To właśnie wykorzystanie sztucznej inteligencji staje się znakiem firmowym przeobrażeń w chińskich siłach zbrojnych. Jak podkreślają autorzy corocznego raportu biura sekretarza obrony USA na temat chińskich zdolności militarnych Chiny postrzegają wykorzystanie technologii AI jako kolejny etap rewolucji w dziedzinie wojskowości (RMA). Pekin trafnie diagnozuje potrzebę sprzężenia w tym celu sektora wojskowego, komercyjnego i naukowego. Do chińskiego słownika militarnego na trwale wpisały się już takie pojęcia jak walka sieciocentryczna czy walka w oparciu o algorytmy. Jednocześnie w Państwie Środka na masową skalę rozwijane są systemy bezzałogowe (głównie powietrzne i morskie), które wykorzystują lub będą wykorzystywać sztuczną inteligencję. Należy się spodziewać, iż w niedługim czasie znacznie wzrosną chińskie zdolności w zakresie C4ISR (Communications, Command, Control, Computers, Intelligence, Surveillance and Reconnaissance), jest to bowiem jeden z głównych obszarów wykorzystania tej technologii. Chiny zatem nie tylko nadrabiają dystans dzielący ich od najbardziej zaawansowanych technologicznie państw świata i ich sił zbrojnych, ale także nadają nowy wymiar wyścigowi zbrojeń. W ubiegłym roku utworzone zostały wojska wsparcia informacyjnego, podległe bezpośrednio Centralnej Komisji Wojskowej, odpowiedzialne za wojskowe sieci i systemy łączności. Obszar ten jest zdecydowanie mniej nośny medialnie niż rozwój nowych systemów rażenia, ale w potencjalnym konflikcie będzie odgrywał choćby większą od nich rolę.

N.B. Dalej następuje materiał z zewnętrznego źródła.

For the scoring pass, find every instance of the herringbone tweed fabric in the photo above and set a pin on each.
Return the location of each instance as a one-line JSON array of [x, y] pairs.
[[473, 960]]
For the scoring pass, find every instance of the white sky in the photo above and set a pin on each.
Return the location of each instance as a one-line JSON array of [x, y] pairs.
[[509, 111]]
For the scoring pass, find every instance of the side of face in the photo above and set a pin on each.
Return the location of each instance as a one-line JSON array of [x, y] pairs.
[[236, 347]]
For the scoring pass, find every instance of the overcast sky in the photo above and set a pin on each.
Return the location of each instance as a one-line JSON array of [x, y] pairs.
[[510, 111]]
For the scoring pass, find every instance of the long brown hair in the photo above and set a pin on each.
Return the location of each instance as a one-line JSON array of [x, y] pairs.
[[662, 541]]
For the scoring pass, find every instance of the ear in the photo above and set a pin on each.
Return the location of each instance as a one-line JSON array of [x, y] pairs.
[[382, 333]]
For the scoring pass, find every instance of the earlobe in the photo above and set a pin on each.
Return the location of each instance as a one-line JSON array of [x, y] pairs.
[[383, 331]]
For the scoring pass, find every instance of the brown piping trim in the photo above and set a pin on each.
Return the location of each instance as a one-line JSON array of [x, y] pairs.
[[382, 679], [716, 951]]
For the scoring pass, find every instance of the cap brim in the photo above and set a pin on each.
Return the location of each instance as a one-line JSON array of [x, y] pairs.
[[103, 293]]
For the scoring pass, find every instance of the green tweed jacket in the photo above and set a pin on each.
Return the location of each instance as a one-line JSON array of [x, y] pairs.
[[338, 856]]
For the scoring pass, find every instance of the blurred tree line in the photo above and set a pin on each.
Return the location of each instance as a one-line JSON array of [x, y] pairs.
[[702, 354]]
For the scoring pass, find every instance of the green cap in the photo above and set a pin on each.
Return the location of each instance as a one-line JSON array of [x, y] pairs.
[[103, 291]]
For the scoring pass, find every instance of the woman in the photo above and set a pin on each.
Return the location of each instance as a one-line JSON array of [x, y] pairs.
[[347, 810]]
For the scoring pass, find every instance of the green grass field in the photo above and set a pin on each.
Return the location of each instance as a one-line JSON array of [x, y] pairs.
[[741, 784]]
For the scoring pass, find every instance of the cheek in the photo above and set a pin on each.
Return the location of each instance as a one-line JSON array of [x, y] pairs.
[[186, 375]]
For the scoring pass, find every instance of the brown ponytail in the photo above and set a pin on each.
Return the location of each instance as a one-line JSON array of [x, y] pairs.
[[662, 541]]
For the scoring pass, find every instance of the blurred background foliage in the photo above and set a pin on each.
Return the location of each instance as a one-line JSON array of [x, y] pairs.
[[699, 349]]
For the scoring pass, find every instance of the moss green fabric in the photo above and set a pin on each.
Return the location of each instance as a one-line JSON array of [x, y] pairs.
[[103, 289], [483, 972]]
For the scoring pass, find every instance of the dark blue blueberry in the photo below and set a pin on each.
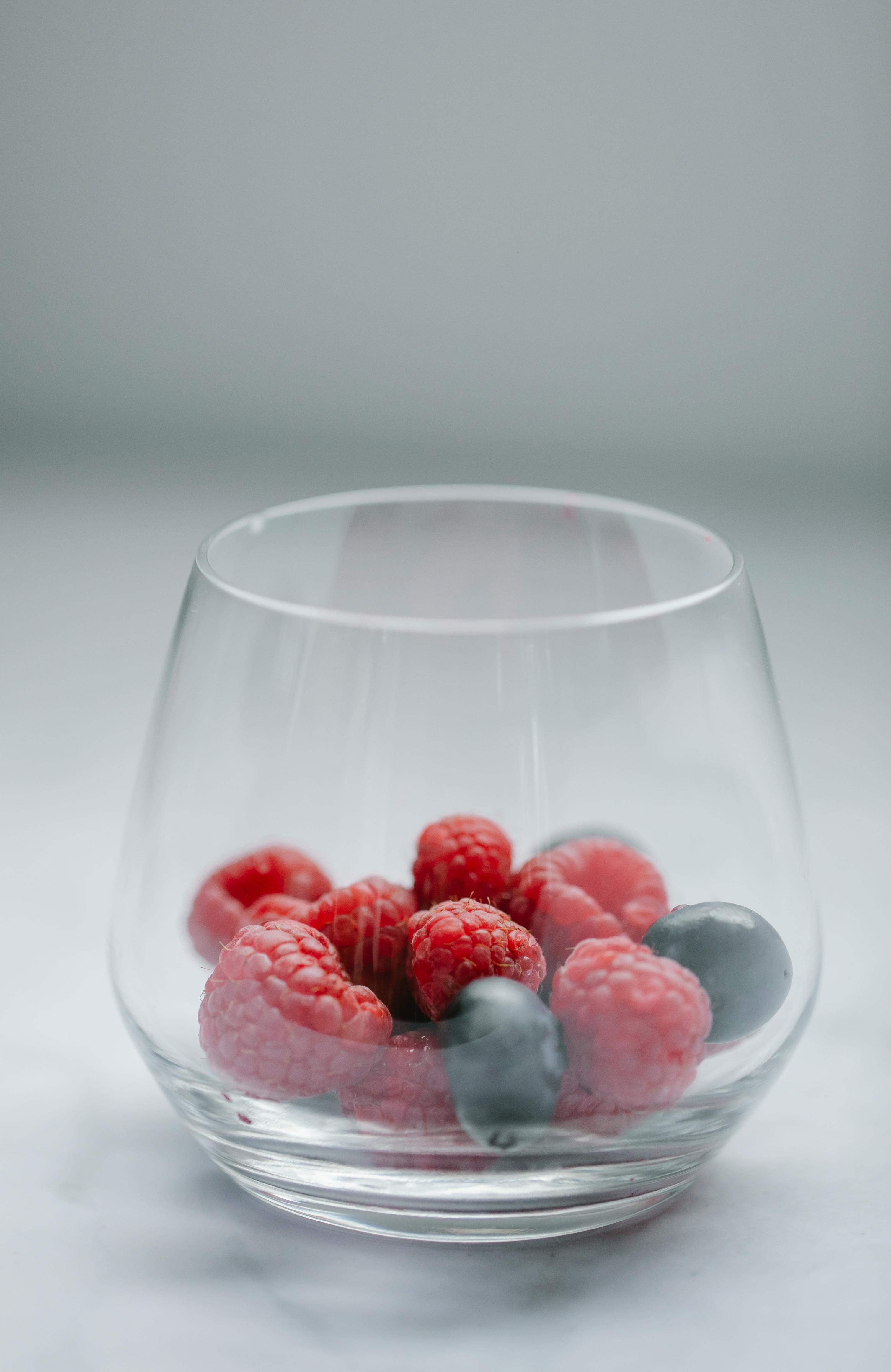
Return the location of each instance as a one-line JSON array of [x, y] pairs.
[[506, 1061], [738, 957]]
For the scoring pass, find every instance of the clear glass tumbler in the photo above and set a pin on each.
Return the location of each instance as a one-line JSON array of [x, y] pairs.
[[351, 669]]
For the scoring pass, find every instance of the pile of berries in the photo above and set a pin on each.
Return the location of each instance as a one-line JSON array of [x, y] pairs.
[[426, 1008]]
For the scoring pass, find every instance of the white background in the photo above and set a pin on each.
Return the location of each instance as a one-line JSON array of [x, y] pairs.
[[259, 252]]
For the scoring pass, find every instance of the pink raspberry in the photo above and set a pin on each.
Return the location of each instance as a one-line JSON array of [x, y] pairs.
[[563, 917], [461, 940], [462, 857], [219, 907], [624, 894], [367, 924], [636, 1024], [275, 907], [280, 1018], [407, 1087]]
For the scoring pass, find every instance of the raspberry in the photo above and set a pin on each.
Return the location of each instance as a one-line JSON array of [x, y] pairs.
[[407, 1087], [219, 907], [621, 885], [275, 907], [462, 857], [461, 940], [635, 1023], [579, 1108], [563, 917], [280, 1018]]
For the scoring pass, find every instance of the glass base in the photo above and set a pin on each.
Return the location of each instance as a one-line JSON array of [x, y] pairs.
[[456, 1227]]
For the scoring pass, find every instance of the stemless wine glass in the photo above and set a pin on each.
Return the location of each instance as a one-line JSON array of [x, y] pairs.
[[349, 669]]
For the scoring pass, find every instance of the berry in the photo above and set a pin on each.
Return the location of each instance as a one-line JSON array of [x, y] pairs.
[[219, 907], [506, 1061], [275, 907], [621, 881], [563, 917], [462, 940], [738, 957], [407, 1087], [579, 1108], [635, 1024], [462, 857], [280, 1018]]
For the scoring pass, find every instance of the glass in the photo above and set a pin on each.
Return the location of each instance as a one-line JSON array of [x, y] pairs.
[[348, 670]]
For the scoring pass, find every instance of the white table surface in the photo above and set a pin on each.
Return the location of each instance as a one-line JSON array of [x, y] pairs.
[[124, 1250]]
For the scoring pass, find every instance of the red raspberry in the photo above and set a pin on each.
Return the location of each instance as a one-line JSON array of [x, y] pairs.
[[579, 1108], [462, 857], [407, 1087], [461, 940], [635, 1023], [219, 907], [368, 925], [563, 917], [280, 1018], [620, 880]]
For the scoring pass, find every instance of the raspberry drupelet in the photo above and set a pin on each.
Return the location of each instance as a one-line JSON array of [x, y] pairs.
[[588, 888], [636, 1024], [280, 1018], [462, 857], [275, 907], [461, 940], [219, 907]]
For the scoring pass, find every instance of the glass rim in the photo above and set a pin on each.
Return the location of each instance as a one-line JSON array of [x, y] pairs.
[[441, 493]]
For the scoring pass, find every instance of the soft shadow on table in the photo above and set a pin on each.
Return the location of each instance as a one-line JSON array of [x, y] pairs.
[[195, 1241]]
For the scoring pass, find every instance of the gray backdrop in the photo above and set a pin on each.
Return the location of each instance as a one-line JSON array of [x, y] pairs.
[[257, 250]]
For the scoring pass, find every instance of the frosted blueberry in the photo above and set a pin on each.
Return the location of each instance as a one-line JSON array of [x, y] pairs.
[[739, 958], [506, 1062]]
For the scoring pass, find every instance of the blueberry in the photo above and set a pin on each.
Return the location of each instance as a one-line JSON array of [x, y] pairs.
[[738, 957], [506, 1061]]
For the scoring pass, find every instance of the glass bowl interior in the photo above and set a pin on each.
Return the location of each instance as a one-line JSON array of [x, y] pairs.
[[349, 669]]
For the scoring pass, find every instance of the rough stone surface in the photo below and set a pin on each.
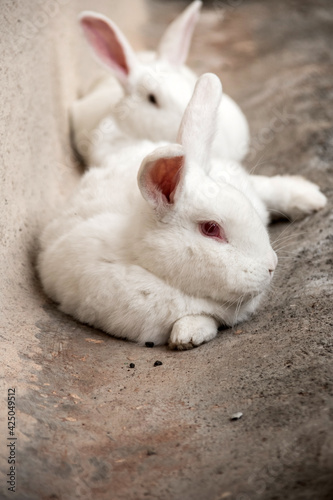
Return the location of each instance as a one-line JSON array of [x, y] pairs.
[[88, 426]]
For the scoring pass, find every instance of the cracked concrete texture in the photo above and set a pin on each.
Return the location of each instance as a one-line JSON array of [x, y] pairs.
[[88, 426]]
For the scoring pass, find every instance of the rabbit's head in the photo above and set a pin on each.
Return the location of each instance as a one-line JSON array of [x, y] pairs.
[[157, 86], [210, 243]]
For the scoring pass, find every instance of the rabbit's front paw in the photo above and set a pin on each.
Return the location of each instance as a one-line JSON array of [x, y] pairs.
[[191, 331], [305, 197]]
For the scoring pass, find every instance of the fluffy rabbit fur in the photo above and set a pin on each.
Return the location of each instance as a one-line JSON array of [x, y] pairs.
[[165, 251], [149, 88]]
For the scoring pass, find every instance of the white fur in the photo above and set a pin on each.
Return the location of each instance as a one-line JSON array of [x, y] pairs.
[[127, 255], [163, 74]]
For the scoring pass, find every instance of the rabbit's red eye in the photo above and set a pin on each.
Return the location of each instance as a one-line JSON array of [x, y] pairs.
[[212, 229], [152, 99]]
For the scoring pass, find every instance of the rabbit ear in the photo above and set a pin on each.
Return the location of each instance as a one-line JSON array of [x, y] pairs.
[[160, 175], [175, 42], [198, 126], [109, 44]]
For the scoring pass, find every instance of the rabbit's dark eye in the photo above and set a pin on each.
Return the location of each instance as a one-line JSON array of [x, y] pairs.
[[152, 99], [212, 229]]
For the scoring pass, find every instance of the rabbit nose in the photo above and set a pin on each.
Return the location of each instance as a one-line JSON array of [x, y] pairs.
[[273, 264]]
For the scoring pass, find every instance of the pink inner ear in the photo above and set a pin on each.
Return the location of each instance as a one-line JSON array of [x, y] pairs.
[[165, 176], [106, 44]]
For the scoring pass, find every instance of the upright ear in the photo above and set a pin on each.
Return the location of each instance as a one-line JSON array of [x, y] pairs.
[[199, 123], [160, 176], [109, 44], [175, 43]]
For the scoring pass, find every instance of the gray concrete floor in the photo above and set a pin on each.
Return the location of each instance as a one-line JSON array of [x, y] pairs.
[[90, 427]]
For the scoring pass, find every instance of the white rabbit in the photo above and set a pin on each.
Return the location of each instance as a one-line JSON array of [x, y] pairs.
[[164, 252], [149, 91]]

Drugim obok sztucznej inteligencji obszarem chińskiej ekspansji jest przestrzeń kosmiczna. Z jednej strony ChRL rozbudowuje własne sieci satelitarnej łączności i rozpoznania, z drugiej zaś rozwija technologie umożliwiające zakłócenie pracy lub wręcz fizyczną eliminację satelitów przeciwnika. Unowocześnieniu ulega także sieć Beidou, będąca odpowiednikiem amerykańskiego GPS-a. Pod względem liczby satelitów Pekin ustępuje w tej chwili tylko Waszyngtonowi, a liczba obiektów umieszczonych na orbicie ulega z roku na rok zwiększeniu. Chiny z jednej strony doskonale zdają sobie sprawę, iż atak na satelity potencjalnego adwersarza (USA) byłby dziś swego rodzaju opcją atomową, z drugiej jednak wiedzą, iż pozwoliłoby to na uzyskanie znaczącej przewagi operacyjnej, co mogłoby przesądzić o losach ewentualnego konfliktu.